Boris Johnson will review the UK’s coronavirus lockdown with his cabinet later, after suggesting some rules could be eased from Monday.
By law the government must review the restrictions every three weeks, and Thursday marks the latest deadline.
The prime minister will address the nation at the weekend to outline plans for the next stage of the lockdown.
It is understood the “stay at home” message could be scrapped, with ministers keen to restart the economy.
Mr Johnson will chair a meeting of his top team later to discuss the lockdown restrictions, which were introduced more than six weeks ago on 23 March.
However, major announcements on any changes are not expected until Sunday, when the prime minister will make a statement.
While the lockdown is largely expected to stay in place, Mr Johnson has suggested some measures could start being eased on Monday.
“We want, if we possibly can, to get going with some of these measures on Monday,” he told Prime Ministers’ Questions.
“It would be a good thing if the people had an idea of what’s coming the following day, that’s why I think Sunday, the weekend, is the best time to do it.”
But Mr Johnson also said the government had to be sure any changes to the restrictions were backed by data, and “that data is coming in continuously over the next few days”.
No 10 said that “it is not going to be a case of flicking a switch” to lift all measures at once, and instead “people will have to prepare for a different type of normal”.
Scotland’s First Minister, Nicola Sturgeon, has already indicated she is unlikely to announce immediate or significant changes.
She has unveiled a paper on the options being considered – including relaxing rules on daily exercise or allowing people to meet with a small social “bubble”.
Lockdown ‘to continue’
BBC Newsnight’s political editor, Nicholas Watt, said although final decisions were yet to be taken, it was likely the current lockdown would continue “for another three weeks or so”.

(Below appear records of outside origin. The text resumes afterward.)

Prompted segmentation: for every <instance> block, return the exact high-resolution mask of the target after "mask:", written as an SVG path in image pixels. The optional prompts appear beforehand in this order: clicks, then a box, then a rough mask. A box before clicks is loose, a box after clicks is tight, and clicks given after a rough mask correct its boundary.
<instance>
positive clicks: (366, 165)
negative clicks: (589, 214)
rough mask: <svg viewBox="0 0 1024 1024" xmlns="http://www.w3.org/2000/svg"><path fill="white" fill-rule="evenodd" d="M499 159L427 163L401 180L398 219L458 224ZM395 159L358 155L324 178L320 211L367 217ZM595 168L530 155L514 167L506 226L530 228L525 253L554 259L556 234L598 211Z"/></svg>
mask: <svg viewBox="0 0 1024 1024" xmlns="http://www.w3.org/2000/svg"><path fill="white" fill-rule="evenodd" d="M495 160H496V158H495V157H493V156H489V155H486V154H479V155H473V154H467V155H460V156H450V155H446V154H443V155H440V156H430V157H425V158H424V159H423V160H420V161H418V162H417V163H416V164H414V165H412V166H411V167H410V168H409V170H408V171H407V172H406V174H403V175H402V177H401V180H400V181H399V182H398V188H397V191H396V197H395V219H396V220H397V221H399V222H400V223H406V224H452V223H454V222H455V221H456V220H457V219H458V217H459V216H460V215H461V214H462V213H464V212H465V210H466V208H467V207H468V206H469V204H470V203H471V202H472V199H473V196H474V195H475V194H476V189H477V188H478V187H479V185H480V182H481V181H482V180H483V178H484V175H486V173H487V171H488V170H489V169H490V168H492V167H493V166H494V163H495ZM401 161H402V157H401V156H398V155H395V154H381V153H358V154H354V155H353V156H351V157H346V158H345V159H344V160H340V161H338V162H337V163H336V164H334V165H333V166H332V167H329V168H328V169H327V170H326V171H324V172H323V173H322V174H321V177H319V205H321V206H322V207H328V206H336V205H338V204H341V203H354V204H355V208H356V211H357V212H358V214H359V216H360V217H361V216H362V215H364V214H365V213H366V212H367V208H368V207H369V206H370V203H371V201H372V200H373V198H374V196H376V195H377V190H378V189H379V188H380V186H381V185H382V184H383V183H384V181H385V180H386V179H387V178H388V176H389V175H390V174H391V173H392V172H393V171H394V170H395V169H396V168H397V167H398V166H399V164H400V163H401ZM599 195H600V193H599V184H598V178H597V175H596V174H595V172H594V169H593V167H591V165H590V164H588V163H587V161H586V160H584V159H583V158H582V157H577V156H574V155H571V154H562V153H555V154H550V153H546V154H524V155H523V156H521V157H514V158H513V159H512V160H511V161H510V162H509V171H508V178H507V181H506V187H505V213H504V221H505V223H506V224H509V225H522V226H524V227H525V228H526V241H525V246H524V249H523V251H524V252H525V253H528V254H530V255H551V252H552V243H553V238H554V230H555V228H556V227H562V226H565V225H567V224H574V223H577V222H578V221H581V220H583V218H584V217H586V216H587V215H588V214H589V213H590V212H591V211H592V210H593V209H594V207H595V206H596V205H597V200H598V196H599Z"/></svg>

He suggested there might be “a big focus on the outside” – for example allowing more exercise outside or more work on construction sites.
The correspondent added that Mr Johnson might also say that face coverings – not medical face masks – could be used by the public in some circumstances.
BBC political editor Laura Kuenssberg said the government’s “stay at home” message – which it has pushed since the lockdown began on 23 March – is “on the way out”.
Public Health England also said it was “reviewing all communications materials in anticipation of moving to the next phase of the government campaign”.
It comes as the UK became the first country in Europe to record more than 30,000 people dying with coronavirus.
Latest government figures showed 30,076 people have now died in hospitals, care homes and the wider community after testing positive, up by 649 from the day before.
The UK now has the second-highest number of recorded coronavirus deaths in the world, behind the United States.
Speaking on ITV’s Peston programme, Justice Secretary Robert Buckland said making international comparisons was “not constructive or helpful until we have had the time and space to comb through the data”.
The UK’s latest figures also showed deaths in care homes continued to rise, even as hospital deaths had fallen. Mr Johnson said he “bitterly regrets” the crisis in care homes and the government was “working very hard” to tackle it.
Meanwhile, the UK missed its testing target of 100,000 a day four days in a row. The government initially reached the target at the end of April, but Wednesday’s figures showed the lowest number of daily tests in a week.
Opposition MPs including Labour deputy leader Angela Rayner said the “consistent downward trend” of testing was “really not good enough”.
“It doesn’t inspire confidence to start easing lockdown,” she said on Twitter.
Mr Johnson has now announced a new target, of 200,000 tests a day by the end of May.
Downing Street said the new target, unlike the previous goal, was related only to capacity – rather than the actual number carried out everyday.
In other developments:
- Thousands of private renters who have lost their jobs could be at risk of homelessness, according to local councils across England
- Concerns have been raised about the wellbeing of babies born in lockdown, as parents struggle without the usual support networks
- US President Donald Trump says the coronavirus pandemic is the “worst attack” the country has ever suffered, hitting the US even harder than the Japanese bombing of Pearl Harbor in World War Two, or the 9/11 attacks
- Dairy farmers in England can apply for up to £10,000 under a scheme to support the industry
- A new artwork by Banksy reflecting on the work of NHS staff has appeared at Southampton General Hospital.